What Are We Really Measuring? Rethinking Dataset Bias in Web-Scale Natural Image Collections via Unsupervised Semantic Clustering

arXiv cs.CV / 4/16/2026

💬 OpinionIdeas & Deep AnalysisModels & Research

Key Points

  • The paper challenges a common computer-vision practice of measuring dataset bias by training a classifier to distinguish between datasets, arguing that high accuracy does not necessarily imply semantic differences.
  • It shows that dataset identification is often driven by resolution and resizing artifacts (structural fingerprints) that survive standard corruptions and conventional augmentations.
  • Using controlled experiments, the authors demonstrate that models can still classify datasets using superficial, non-semantic procedural images, indicating reliance on low-level cues.
  • To measure semantic separability more faithfully, they propose an unsupervised framework that clusters semantic features from foundation vision models instead of using supervised classification on dataset labels.
  • When applied to major web-scale datasets, the previously reported high “separability” largely disappears under semantic clustering, with clustering accuracy dropping to near chance, suggesting semantic bias has been substantially overstated.

Abstract

In computer vision, a prevailing method for quantifying dataset bias is to train a model to distinguish between datasets. High classification accuracy is then interpreted as evidence of meaningful semantic differences. This approach assumes that standard image augmentations successfully suppress low-level, non-semantic cues, and that any remaining performance must therefore reflect true semantic divergence. We demonstrate that this fundamental assumption is flawed within the domain of large-scale natural image collections. High classification accuracy is often driven by resolution-based artifacts, which are structural fingerprints arising from native image resolution distributions and interpolation effects during resizing. These artifacts form robust, dataset-specific signatures that persist despite conventional image corruptions. Through controlled experiments, we show that models achieve strong dataset classification even on non-semantic, procedurally generated images, proving their reliance on superficial cues. To address this issue, we revisit this decades-old idea of dataset separability, but not with supervised classification. Instead, we introduce an unsupervised approach that measures true semantic separability.
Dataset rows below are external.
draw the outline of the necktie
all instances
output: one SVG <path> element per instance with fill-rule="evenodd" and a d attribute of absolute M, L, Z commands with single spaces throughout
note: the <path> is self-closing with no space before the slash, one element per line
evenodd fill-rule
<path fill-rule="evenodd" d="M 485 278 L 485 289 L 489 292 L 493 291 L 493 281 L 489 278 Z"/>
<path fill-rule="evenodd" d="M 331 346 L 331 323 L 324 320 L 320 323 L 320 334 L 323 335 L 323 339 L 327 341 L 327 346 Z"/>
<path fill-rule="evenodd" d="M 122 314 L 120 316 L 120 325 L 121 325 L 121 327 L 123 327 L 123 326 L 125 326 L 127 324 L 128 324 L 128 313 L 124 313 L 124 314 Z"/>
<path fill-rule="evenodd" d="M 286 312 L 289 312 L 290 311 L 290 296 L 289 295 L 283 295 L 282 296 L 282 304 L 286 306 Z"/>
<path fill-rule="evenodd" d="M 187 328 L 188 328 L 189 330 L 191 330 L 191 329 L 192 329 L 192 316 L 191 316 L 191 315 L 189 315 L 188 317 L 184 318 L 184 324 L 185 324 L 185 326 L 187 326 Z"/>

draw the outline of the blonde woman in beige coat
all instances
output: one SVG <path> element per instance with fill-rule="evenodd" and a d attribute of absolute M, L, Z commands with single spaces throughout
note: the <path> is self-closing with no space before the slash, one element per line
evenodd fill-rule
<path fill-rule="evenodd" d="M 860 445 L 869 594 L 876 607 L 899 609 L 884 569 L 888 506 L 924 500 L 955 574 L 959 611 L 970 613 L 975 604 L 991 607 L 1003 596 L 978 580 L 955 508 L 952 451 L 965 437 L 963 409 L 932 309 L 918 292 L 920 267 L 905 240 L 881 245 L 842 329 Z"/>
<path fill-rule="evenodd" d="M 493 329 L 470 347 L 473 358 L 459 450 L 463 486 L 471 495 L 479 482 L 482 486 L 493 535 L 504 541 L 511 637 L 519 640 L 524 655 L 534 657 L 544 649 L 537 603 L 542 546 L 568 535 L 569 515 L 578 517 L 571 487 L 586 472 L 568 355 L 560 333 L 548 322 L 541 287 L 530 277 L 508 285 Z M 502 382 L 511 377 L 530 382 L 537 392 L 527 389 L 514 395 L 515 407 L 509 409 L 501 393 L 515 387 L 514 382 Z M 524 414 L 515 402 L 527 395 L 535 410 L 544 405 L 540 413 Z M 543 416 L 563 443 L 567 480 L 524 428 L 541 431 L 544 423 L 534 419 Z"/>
Our framework directly assesses semantic similarity by clustering semantically-rich features from foundational vision models, deliberately bypassing supervised classification on dataset labels. When applied to major web-scale datasets, the primary focus of this work, the high separability reported by supervised methods largely vanishes, with clustering accuracy dropping to near-chance levels. This reveals that conventional classification-based evaluation systematically overstates semantic bias by an overwhelming margin.